A now-sacked Ghanaian government minister has admitted that he accepted a cash gift of $40,000 (£33,000) “in order not to offend the sensibility of a potential wealthy investor”, according to an official report into the incident.
Charles Adu Boahen was dismissed as a minister last November after an investigative journalist caught him on camera appearing to accept the money from someone pretending to be a wealthy sheikh who had expressed an interest in investing $500m in the continent including setting up an Islamic Bank in Ghana.
Ghana’s Office of the Special Prosecutor (OSP), which looks into alleged corruption and corruption-related activities, launched a six-month investigation and released its report on Monday.
The secret filming by media company Tiger Eye PI also showed Mr Adu Boahen asking for “20% of the intended investment as his cut” and a fee of $200,000 for the vice-president,” the OSP report says. The vice-president knew nothing of the arrangement.

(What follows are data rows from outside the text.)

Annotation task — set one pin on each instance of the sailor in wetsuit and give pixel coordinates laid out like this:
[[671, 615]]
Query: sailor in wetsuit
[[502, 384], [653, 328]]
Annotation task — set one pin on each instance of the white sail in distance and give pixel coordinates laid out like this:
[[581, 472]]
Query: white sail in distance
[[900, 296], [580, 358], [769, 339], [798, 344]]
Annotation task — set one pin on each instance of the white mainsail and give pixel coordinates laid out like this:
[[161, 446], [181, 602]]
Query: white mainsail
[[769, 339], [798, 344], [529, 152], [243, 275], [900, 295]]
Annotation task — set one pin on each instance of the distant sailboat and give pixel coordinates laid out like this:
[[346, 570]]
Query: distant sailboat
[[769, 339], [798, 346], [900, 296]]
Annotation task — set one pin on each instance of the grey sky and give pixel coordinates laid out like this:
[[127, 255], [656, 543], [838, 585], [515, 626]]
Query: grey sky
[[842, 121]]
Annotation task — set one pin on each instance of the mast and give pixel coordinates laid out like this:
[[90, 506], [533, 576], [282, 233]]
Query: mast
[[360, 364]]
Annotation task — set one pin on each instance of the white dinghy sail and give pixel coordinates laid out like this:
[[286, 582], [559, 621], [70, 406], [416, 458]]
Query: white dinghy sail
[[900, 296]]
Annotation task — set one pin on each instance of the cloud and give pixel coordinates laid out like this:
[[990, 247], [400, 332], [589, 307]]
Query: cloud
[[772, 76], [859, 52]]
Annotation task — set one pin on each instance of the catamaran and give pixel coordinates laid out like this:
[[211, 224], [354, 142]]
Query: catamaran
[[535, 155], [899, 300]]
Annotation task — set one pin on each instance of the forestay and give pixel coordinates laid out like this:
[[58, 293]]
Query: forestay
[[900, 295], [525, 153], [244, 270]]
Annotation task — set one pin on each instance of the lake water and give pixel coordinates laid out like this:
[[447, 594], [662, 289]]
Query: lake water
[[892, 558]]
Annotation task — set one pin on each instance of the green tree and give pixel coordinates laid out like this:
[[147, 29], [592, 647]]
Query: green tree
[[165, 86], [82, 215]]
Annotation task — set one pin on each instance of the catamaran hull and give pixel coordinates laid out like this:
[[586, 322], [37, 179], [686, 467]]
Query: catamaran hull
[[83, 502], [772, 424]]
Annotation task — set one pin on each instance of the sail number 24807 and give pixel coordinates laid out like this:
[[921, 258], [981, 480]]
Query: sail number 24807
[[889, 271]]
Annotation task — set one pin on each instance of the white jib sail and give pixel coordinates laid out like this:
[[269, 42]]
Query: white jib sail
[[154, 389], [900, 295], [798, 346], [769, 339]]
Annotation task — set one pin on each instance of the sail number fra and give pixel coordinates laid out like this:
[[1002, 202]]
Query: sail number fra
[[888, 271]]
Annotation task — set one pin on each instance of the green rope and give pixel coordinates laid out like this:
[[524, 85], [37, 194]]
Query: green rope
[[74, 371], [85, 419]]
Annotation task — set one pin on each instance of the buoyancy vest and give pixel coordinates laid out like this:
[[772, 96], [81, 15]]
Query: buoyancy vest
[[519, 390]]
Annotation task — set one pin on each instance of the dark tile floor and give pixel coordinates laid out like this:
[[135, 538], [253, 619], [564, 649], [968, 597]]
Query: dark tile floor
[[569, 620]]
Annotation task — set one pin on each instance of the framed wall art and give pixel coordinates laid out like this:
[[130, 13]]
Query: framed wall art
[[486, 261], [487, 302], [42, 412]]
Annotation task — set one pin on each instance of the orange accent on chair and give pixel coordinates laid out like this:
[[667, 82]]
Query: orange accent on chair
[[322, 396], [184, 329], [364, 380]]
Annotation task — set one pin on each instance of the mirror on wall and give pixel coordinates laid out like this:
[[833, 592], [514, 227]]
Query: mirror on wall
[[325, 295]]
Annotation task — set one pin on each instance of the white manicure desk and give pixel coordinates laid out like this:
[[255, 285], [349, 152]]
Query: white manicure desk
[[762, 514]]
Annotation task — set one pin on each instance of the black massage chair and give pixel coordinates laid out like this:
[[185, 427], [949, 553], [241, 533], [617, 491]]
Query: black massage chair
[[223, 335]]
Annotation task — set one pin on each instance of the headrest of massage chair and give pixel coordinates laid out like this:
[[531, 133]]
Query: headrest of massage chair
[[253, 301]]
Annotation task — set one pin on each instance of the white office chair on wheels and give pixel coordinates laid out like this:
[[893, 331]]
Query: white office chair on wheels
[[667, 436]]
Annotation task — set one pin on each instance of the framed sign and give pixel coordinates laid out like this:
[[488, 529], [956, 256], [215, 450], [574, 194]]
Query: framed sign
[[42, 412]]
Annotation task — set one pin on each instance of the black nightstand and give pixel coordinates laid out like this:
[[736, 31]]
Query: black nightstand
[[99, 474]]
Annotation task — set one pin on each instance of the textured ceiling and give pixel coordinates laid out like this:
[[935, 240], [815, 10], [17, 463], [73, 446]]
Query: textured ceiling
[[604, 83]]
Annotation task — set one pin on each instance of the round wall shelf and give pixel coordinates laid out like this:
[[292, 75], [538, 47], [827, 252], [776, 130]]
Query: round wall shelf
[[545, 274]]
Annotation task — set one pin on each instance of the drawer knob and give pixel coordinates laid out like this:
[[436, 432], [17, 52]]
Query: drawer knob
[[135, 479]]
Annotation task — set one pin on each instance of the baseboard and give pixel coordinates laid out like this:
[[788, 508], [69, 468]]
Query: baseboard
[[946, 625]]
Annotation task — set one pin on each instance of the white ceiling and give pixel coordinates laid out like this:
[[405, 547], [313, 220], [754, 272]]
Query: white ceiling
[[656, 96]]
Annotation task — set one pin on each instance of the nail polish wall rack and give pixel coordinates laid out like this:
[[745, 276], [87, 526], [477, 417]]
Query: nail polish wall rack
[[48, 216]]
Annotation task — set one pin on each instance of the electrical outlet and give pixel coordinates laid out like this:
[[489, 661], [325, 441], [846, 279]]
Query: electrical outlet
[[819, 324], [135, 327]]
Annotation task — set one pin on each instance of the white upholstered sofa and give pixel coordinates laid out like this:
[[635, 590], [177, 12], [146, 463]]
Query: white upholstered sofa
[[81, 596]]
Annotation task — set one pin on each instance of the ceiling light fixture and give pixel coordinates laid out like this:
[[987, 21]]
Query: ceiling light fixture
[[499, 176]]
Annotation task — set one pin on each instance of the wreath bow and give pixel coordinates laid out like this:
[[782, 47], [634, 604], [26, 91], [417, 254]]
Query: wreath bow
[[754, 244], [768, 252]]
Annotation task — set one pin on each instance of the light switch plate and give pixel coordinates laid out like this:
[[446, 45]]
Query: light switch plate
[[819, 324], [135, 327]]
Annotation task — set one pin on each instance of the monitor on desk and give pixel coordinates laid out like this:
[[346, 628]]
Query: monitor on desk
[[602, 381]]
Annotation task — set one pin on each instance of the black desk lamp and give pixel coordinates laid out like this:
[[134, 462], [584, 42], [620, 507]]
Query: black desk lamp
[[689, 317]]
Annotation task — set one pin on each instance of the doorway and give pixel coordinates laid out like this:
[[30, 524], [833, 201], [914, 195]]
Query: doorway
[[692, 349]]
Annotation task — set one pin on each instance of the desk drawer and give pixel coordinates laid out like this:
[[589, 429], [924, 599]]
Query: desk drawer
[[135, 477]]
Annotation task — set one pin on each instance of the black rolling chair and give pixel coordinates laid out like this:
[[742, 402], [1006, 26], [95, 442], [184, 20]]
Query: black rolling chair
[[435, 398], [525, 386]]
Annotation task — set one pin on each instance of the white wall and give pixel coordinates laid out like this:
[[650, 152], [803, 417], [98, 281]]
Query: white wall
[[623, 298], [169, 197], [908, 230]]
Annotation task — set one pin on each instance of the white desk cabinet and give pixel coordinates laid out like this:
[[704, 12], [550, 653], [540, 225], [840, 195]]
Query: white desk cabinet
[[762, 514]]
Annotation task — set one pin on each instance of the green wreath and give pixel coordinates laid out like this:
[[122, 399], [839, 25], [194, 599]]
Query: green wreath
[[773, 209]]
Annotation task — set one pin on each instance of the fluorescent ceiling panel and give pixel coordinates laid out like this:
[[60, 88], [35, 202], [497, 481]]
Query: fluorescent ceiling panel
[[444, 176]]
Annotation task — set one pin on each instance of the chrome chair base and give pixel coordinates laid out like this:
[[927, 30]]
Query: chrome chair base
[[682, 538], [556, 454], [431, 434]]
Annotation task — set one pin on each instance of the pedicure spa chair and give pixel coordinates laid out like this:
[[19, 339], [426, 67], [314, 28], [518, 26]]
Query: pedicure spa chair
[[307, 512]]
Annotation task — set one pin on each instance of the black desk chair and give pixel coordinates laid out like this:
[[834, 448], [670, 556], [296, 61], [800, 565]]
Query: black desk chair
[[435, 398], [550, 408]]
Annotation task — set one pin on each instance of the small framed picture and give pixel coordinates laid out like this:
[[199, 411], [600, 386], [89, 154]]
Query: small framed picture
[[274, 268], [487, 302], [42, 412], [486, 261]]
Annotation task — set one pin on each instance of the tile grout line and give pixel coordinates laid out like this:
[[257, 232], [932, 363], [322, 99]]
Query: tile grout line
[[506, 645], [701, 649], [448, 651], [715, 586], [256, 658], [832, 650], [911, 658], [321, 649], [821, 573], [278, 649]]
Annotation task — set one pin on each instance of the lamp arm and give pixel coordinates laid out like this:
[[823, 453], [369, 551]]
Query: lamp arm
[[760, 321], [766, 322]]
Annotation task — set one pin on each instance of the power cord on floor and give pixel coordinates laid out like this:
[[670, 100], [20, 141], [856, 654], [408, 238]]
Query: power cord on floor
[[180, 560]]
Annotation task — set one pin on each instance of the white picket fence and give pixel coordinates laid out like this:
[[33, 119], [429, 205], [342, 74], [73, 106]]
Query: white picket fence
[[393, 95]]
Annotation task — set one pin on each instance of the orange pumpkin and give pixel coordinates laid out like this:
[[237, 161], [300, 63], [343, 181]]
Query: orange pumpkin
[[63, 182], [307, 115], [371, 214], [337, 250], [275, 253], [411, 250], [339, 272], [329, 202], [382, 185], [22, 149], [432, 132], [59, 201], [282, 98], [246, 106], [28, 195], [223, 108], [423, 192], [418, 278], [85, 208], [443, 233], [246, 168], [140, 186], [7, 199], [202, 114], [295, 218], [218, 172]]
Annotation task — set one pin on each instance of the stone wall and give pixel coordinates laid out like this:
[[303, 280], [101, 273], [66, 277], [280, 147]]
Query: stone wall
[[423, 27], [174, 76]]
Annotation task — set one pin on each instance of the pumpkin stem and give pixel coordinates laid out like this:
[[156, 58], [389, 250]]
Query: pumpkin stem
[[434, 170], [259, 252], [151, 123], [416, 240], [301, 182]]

In his conclusions, Special Prosecutor Kissi Agyebeng said Mr Adu Boahen “exhibited [a] lack of sound judgment. His claim that he accepted the cash gift to avoid offending the supposed sheikh lies very thinly.”
In addition, Mr Kissi Agyebeng said the former minister was “quite reckless” in bringing up the vice-president.
Despite these conclusions the OSP said that while Mr Adu Boahen’s actions amounted “to trading in influence or influence peddling” they are not criminal offences in Ghanaian law and as a result he cannot be prosecuted.